Diez de la mañana del 16 de agosto de 2016. El presidente electo se dirige al Congreso para asumir el cargo. Los 1,500 ministros de Estado sin Cartera y asesores presidenciales, toman asiento en sillas alquiladas en los jardines. Se han habilitado monitores en el Palacio de los Deportes para los casi 10,000 subsecretarios, cónsules y ayudantes especiales llegados de todos los rincones del país y del exterior. Más de 200 de esos cónsules y vicecónsules jamás han visitado los países en los que han sido designados.
Su cuarta línea del metro por fin funciona y el Presidente le tiene una agradable sorpresa al país. Dos nuevas líneas del tren de la ciudad comenzarán a construirse al día siguiente. No se revelan los costos. Es el progreso, la nueva cara de la modernidad y el desarrollo. Su nombre honra calles y plazas.

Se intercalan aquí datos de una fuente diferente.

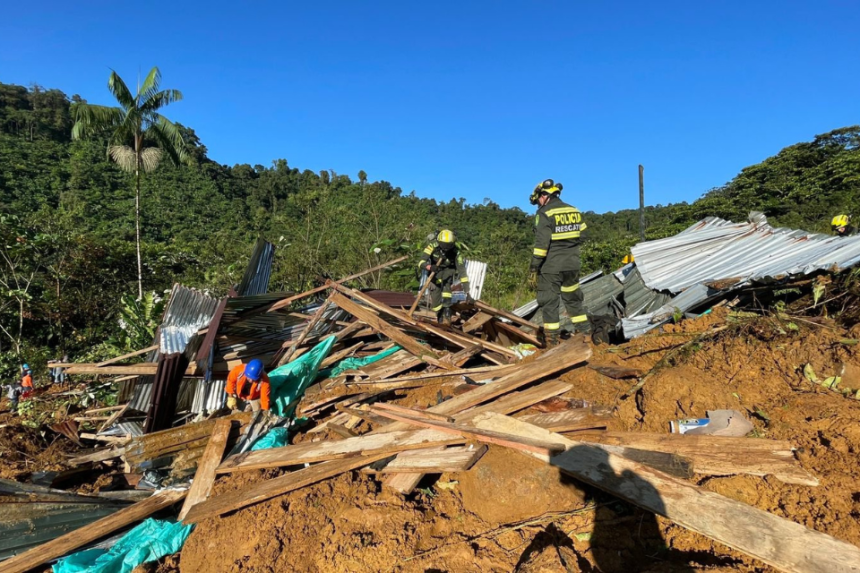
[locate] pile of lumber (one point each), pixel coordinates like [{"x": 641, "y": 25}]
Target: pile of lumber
[{"x": 487, "y": 397}]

La Suprema Corte ha archivado definitivamente todas las querellas en su contra y confirmado las sentencias contra los irracionales opositores que han pretendido ver como un delito de lavado la acumulación por el presidente de una merecida fortuna de tres mil millones de dólares, justa compensación por su entrega al país. Tres veteranos periodistas y un premio nacional de literatura, tercos como ellos solos, enfrentan cargos de sedición. Se han referido atrevidamente a la crisis de los servicios y al peligro de una “democracia sin oposición real” para empañar el brillo del gran regreso del más iluminado de los patriotas. Por fin, con la ayuda de los recursos públicos, la opinión del país es ahora uniforme, como visten los escolares.
El Presidente la emprende nuevamente en su discurso contra el “gobierno anterior”, el PPH, Balaguer. Sus irracionales medidas económicas son la causa de la crisis económica. Temeroso, el presidente del Senado le susurra: “Señor Presidente, con perdón, Su Excelencia…, el Gobierno anterior éramos nosotros”.